About 170 000 patients are yearly diagnosed with NSCLC, most of these with advanced stages. The 5 year survival is about 14%. About 10% of lung cancers arise in never-smokers. About half of these carry a recently defined genetic change, a mutation in the Epithelial Derived Growth factor Receptor, which is responsible for tumor growth, but also serves as a target for therapy. As a result, patients with mutations in the EGFR have a significantly better prognosis than those without. Consequently one of the major challenges in the treatment of advanced adenocarcinoma of the lung and lung cancer in general is the improvement in therapy in those patients whose tumors do not carry an EGFR mutation. We have new and exciting preliminary data that loss of function of the gene “Checkpoint with Forkhead and Ringfinger Domain” (CHFR) correlates with improved response and survival following therapy with a commonly used chemotherapeutic class called taxanes. Loss of CHFR is observed in about 15% of non-small cell lung cancers. Response rates to taxanes are in the same range. If CHFR could be targeted in the remaining 85% of patients, a dramatic impact on response rates to taxanes could be expected. Previous work suggests that CHFR function can be inhibited pharmacologically by targeting a modification called poly-ADP ribosylation (PARP). A class of inhibitors of this modification is currently under clinical investigation. We have preliminary data showing that PARP-inhibitors potentiate the effects of taxanes in adenocarcinoma cell lines of the lung and we hypothesize that the mechanism is by targeting CHFR. In the proposed study we determine the expression of CHFR and will examine the effects of the combination of PARP-inhibitors and taxanes in adenocarcinomas derived from non-smokers and compare these to those derived from smokers. We will also address the question if PARP-inhibition can overcome acquired taxane resistance. The study is highly relevant since it could lead to a dramatic improvement in response rates and clinical outcomes in those lung cancer patients who currently do not benefit from novel targeted therapies.

Scientific Abstract

Treatment options for nonsmokers with NSCLC without EGFR mutation remain poor. The IPASS trial recently suggested that combination chemotherapy with carboplatin and paclitaxel remains the most active therapy. Response rates for these patients are a disappointing 15-20%. The identification and targeting of pathways that confer resistance to commonly used chemotherapy is of the utmost importance to improve response rates and outcomes. By showing that methylation and silencing of the mitotic checkpoint gene CHFR is associated with a dramatic improvement in survival following taxane based combination therapy, we have identified CHFR expression as a mechanism to confer intrinsic resistance to taxanes. Previous work has shown that CHFR has a poly-ADP-ribosylation site and that its checkpoint function can be inhibited by inhibiting PARP. We have preliminary data showing that PARP-inhibition sensitizes the adenocarcinoma cell line A549 to the effects of paclitaxel, leading us to hypothesize that PARP-Inhibitors can overcome intrinsic and acquired resistance to taxanes by inhibiting CHFR function.
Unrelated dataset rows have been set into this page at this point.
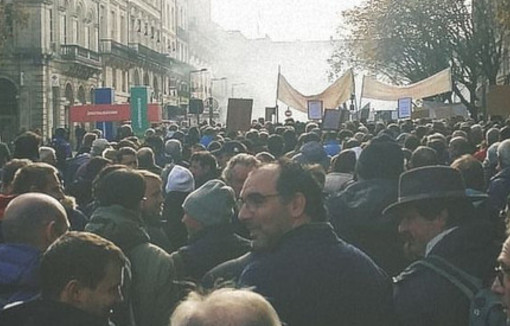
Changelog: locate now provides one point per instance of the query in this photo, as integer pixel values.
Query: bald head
(35, 219)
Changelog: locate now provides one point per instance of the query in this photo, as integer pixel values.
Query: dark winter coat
(314, 278)
(207, 249)
(356, 215)
(424, 298)
(19, 271)
(153, 292)
(499, 189)
(48, 313)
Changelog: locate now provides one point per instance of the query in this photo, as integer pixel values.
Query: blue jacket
(208, 248)
(356, 215)
(499, 189)
(424, 298)
(332, 148)
(19, 269)
(314, 278)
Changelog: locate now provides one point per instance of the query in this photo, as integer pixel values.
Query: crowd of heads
(273, 178)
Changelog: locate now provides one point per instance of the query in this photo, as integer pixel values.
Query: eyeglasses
(501, 272)
(254, 201)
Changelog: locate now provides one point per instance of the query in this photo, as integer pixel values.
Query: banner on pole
(437, 84)
(331, 120)
(405, 107)
(138, 104)
(239, 114)
(332, 97)
(314, 110)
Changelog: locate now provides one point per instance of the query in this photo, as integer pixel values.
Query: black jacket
(356, 215)
(48, 313)
(314, 278)
(424, 298)
(206, 249)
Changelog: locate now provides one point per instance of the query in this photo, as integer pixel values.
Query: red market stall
(111, 112)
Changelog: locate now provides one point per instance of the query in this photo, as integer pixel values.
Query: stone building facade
(68, 48)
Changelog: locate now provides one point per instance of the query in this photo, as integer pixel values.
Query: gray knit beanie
(211, 204)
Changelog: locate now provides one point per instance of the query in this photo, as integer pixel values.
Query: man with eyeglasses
(501, 284)
(308, 274)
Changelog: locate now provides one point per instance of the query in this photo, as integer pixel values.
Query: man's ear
(52, 232)
(297, 205)
(71, 293)
(441, 219)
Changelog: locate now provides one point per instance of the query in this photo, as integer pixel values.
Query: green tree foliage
(12, 15)
(409, 40)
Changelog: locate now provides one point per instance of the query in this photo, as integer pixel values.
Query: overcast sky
(282, 20)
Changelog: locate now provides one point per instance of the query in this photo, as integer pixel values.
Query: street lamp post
(190, 90)
(211, 99)
(236, 84)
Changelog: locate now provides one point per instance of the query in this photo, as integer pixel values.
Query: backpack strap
(467, 284)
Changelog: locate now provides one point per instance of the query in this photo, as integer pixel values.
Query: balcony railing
(116, 48)
(80, 54)
(152, 55)
(182, 33)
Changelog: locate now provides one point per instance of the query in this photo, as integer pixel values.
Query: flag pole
(277, 95)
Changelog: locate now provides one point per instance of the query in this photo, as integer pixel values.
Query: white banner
(437, 84)
(332, 97)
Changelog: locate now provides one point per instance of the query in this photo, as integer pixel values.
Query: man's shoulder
(43, 312)
(229, 271)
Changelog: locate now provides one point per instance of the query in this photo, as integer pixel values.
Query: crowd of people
(398, 223)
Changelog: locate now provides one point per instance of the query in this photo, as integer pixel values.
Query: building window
(63, 29)
(52, 30)
(123, 29)
(124, 81)
(114, 78)
(113, 25)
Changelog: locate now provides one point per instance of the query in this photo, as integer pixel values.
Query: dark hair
(471, 170)
(411, 142)
(27, 145)
(294, 179)
(381, 159)
(5, 154)
(81, 188)
(124, 151)
(423, 156)
(80, 256)
(155, 143)
(459, 210)
(145, 157)
(205, 159)
(32, 175)
(88, 139)
(118, 185)
(344, 162)
(276, 145)
(10, 169)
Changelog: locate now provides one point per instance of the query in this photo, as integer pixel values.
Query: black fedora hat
(430, 182)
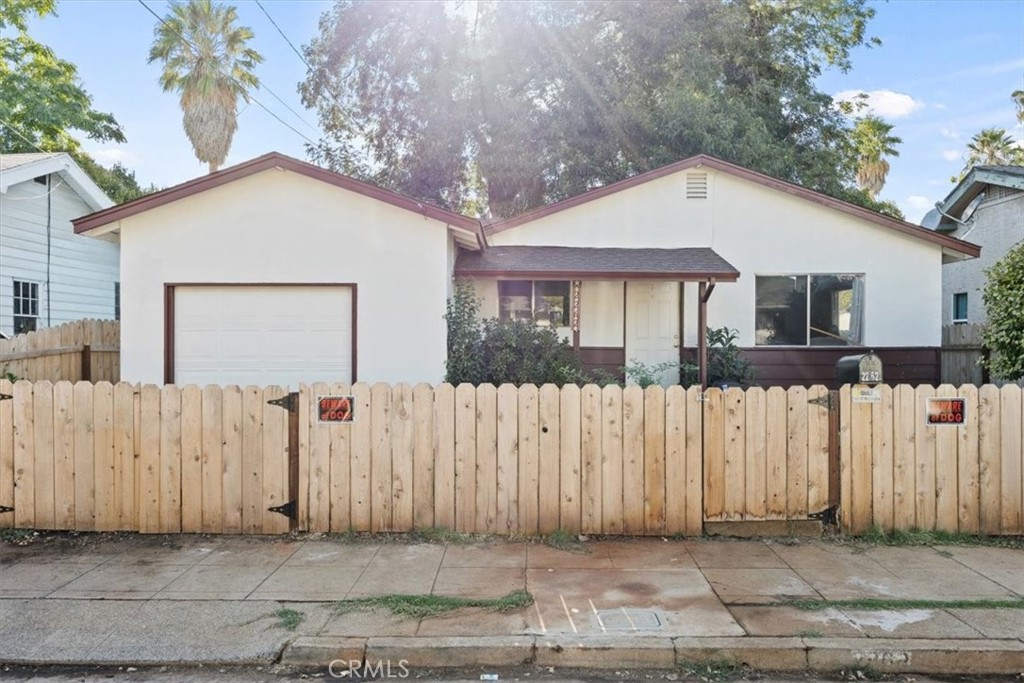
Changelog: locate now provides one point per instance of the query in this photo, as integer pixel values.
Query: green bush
(1005, 333)
(498, 351)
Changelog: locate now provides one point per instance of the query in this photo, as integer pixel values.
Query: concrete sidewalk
(120, 599)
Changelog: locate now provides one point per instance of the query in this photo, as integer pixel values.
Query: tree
(42, 100)
(206, 60)
(547, 99)
(1005, 334)
(872, 142)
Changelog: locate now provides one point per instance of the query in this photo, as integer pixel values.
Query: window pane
(837, 306)
(551, 303)
(780, 309)
(513, 299)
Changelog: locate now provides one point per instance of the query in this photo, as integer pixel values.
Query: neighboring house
(276, 271)
(987, 208)
(49, 274)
We will address this question in a panel of adenocarcinoma cell lines of smokers and non-smokers. We will determine the effects of taxanes alone or in combination with PARP-inhibition in CHFR positive and negative cell lines, which are either chemotherapy naïve or made resistant to taxanes by prior exposure. In addition, we will determine in CHFR expressing cell lines by CHFR shRNA knockdown if the effects of PARP-inhibition are as strong as a near-complete loss of CHFR function. Experimental endpoints are a) the determination of IC50 values and apoptosis b) determination of CHFR poly-ADP-ribosylation by immunoprecipitation and Western Blot and c) determination of the mitotic index as an indicator for CHFR’s checkpoint function. The study is highly relevant since it could lead to a dramatic improvement in response rates and clinical outcomes in those lung cancer patients who currently do not benefit from novel targeted therapies.